Geplanter erweiterter Suizid Mutter soll Sohn mit Narkosemittel getötet haben - Prozess in Fulda eingestellt
Das Landgericht Fulda hat das Verfahren gegen eine Frau eingestellt, die ihren 16 Jahre alten Sohn mit Narkosemittel getötet haben soll. Im Rahmen eines geplanten erweiterten Suizids kam auch ihr Ehemann ums Leben.
Das Landgericht Fulda begründete die Entscheidung am Mittwoch damit, dass die Schuld der heute 52 Jahre alten Frau aus Künzell (Fulda) im Falle einer Verurteilung als gering anzusehen gewesen wäre und kein öffentliches Interesse an der Verfolgung bestehe. Staatsanwaltschaft und Verteidigung schlossen sich dem an.
Der Frau war zur Last gelegt worden, Anfang Januar 2018 im Zuge eines geplanten erweiterten Suizids im Einvernehmen mit ihrem Ehemann ihren gemeinsamen 16-jährigen Sohn mit dem Narkosemittel Propofol und einem Beruhigungsmittel getötet zu haben.
Sich selbst zu niedrige Dosis verabreicht
Die als Anästhesie-Krankenschwester arbeitende Frau soll auch dabei geholfen haben, ihrem damals 51 Jahre alten Mann per Infusion eine tödliche Dosis Propofol zu verabreichen. Sie stand seit Anfang Mai vor Gericht.
Während Sohn und Mann starben, überlebte die Angeklagte. Sie soll sich nach Angaben des Gerichts mit der benötigten Gesamtmenge des Propofols verkalkuliert und sich eine zu niedrige Dosis des Mittels verabreicht haben. Die Polizei vermutete, dass die Krankenschwester das Narkosemittel zuvor bei ihrem Arbeitgeber entwendet hatte.

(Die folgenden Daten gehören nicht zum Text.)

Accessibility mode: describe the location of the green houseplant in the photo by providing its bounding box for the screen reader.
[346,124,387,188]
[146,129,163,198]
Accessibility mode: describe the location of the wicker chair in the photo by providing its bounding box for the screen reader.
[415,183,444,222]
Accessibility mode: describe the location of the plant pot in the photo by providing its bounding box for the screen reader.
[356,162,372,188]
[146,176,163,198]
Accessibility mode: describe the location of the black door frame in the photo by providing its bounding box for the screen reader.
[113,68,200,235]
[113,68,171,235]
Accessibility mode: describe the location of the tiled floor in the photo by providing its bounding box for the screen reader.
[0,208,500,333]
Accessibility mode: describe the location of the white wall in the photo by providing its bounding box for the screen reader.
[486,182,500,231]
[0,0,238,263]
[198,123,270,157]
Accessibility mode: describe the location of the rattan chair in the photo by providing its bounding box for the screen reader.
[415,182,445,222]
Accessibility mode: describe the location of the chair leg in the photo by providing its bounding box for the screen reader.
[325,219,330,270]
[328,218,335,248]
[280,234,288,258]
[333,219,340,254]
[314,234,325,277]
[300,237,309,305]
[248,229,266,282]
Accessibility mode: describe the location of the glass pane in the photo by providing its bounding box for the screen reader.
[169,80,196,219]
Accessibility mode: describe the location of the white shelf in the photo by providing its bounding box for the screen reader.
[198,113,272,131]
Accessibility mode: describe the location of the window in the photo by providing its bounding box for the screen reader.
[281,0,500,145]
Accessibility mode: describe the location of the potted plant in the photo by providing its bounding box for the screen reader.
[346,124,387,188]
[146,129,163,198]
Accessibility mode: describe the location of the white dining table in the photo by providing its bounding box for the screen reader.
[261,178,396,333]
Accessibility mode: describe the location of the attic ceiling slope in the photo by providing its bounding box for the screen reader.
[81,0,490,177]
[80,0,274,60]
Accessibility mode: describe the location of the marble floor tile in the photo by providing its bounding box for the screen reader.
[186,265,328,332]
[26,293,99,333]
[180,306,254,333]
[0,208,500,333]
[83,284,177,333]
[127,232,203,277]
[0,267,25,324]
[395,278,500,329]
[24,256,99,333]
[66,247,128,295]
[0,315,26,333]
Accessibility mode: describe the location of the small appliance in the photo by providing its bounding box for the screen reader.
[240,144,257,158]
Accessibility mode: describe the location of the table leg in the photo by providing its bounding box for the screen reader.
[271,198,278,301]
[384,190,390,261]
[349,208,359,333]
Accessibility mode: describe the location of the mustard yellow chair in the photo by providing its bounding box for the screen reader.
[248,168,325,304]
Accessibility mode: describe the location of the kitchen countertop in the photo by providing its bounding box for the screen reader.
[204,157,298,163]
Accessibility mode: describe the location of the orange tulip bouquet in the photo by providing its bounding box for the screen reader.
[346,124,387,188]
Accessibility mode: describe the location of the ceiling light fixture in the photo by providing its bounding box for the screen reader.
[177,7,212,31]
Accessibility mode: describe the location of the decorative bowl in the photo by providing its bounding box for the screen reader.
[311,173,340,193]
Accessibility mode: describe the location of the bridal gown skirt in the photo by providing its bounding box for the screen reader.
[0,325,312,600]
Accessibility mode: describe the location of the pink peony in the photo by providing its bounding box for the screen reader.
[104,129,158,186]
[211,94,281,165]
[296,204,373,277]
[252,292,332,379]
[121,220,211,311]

Arbeitgeber fand Abschiedsbrief des Mannes
Ihr Mann und ihr Sohn waren tot im Ehebett der Wohnung gefunden worden. Der Arbeitgeber des Mannes hatte die Polizei alarmiert, weil er einen Abschiedsbrief seines Mitarbeiters gefunden hatte. Darin hatte er angekündigt, mit seiner Familie aus dem Leben zu scheiden.
Es sei ein präziser Plan für eine gemeinsame Selbsttötung der dreiköpfigen Familie vorausgegangen, berichteten Polizei und Staatsanwaltschaft nach der Tat.
Gericht: Sohn konnte Suizid-Entscheidung nicht abwägen
Grund dafür soll die ärztliche Diagnose eines gestörten Sozialverhaltens des Sohns gewesen sein, wegen derer eine "familienexterne Unterbringung" empfohlen worden sein soll, wie es in der Mitteilung des Gerichts vom Mittwoch heißt. Da das für die 52-Jährige und ihren Ehemann nicht in Betracht gekommen sei, sollen sie sich gemeinsam mit ihrem Sohn dazu entschieden haben, Suizid zu begehen.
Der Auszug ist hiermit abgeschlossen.